Superdotação: A Maldição do "Potencial Desperdiçado"

O que Ninguém te Contou sobre ser uma Mulher Superdotada.

Evelyn Brandão

1/9/20262 min read

Você já ouviu que é "intensa demais", "rápida demais" ou que "pensa em coisas que ninguém mais está vendo"? Muitas mulheres chegam à vida adulta carregando o peso de um intelecto vibrante que nunca foi devidamente nomeado. Elas não se sentem "super", sentem-se inadequadas.

A Superdotação em mulheres é, frequentemente, uma jornada de solidão intelectual e camuflagem social. É ter um motor de Ferrari em um corpo que a sociedade insiste em tratar como um carro popular.

O Fenômeno da Multipotencialidade e a Hipersensibilidade

Diferente do mito do gênio solitário, a mulher com AH/SD apresenta características que muitas vezes são confundidas com ansiedade ou instabilidade emocional:

  • Assincronia: Você pode ter uma capacidade intelectual brilhante, mas sentir que seu lado emocional ainda está processando frustrações de forma intensa. É o descompasso entre o "saber" e o "sentir".

  • Excitabilidade (Overexcitabilities): Proposto por Dabrowski e amplamente validado na clínica, mulheres superdotadas sentem o mundo com uma voltagem maior — seja na imaginação, na sensibilidade sensorial ou na indignação ética.
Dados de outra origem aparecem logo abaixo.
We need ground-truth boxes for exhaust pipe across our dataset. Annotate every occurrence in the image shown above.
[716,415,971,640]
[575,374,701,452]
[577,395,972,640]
  • Síndrome da Impostora: Como você aprende rápido, tende a achar que o que faz "não é para tanto", invalidando sua própria capacidade e sofrendo por não atingir uma perfeição inalcançável.

Por que a Avaliação Neuropsicológica é Vital?

Para uma mulher superdotada, a avaliação não serve para "exibir um QI". Ela é um diagnóstico diferencial essencial por três motivos:

  1. Identificação de Dupla Excepcionalidade: É muito comum que a AH/SD venha acompanhada de TDAH ou TEA. Sem a avaliação, um esconde o outro, gerando um tratamento incompleto.

  2. Mapeamento de Perfil Cognitivo: Entender onde estão seus picos de performance e onde estão suas lacunas ajuda a parar de se cobrar por não ser perfeita em absolutamente tudo.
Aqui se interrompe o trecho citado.